A conference held in Gloucester was aimed at raising awareness of the issues faced by people with learning disabilities who are going through the criminal justice system.
The event, entitled ‘Justice for All’, attracted more than 130 people to Police Headquarters at Waterwells, Quedgeley, on Monday (June 23).
The Mental Capacity Act, Autism and communication difficulties were all discussed, and attendees also heard from an ex-offender about his experience of going through custody, the courts and a prison term.
Jonathan Thomas, from ²gether NHS Foundation Trust, Chairs the Gloucestershire Learning Disabilities and Criminal Justice Group, which organised the event.
He said: “Our group was formed in 2009, following the Bradley Report, to raise awareness of the very real difficulties people with any form of learning disability or difficulty can face when they become part of the criminal justice system.

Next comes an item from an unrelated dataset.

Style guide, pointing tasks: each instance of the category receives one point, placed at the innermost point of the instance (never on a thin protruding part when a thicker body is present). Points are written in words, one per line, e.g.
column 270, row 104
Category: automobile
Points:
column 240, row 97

“From being arrested and taken into police custody, right through to serving a prison term, if you cannot understand what is being asked of you, follow instruction or communicate with officials or fellow prisoners, you are at risk of being at a significant disadvantage.
“We know that approximately 30 per cent of people in the criminal justice system have some form of learning difficulty and our group has been working for five years now to make sure their needs are considered here in Gloucestershire.
“We had a wide range of organisations represented at this event, including police officers, court staff, magistrates, custody officers and probation staff, so we’re really pleased the agencies here are taking the issue seriously.”
Speakers at the conference included Police and Crime Commissioner Martin Surl, who gave the opening remarks.
The Gloucestershire Learning Disabilities and Criminal Justice Group is comprised of organisations including ²gether, Gloucestershire Police, Tascor, Independence Trust, the Probation Service, Mencap and Guideposts.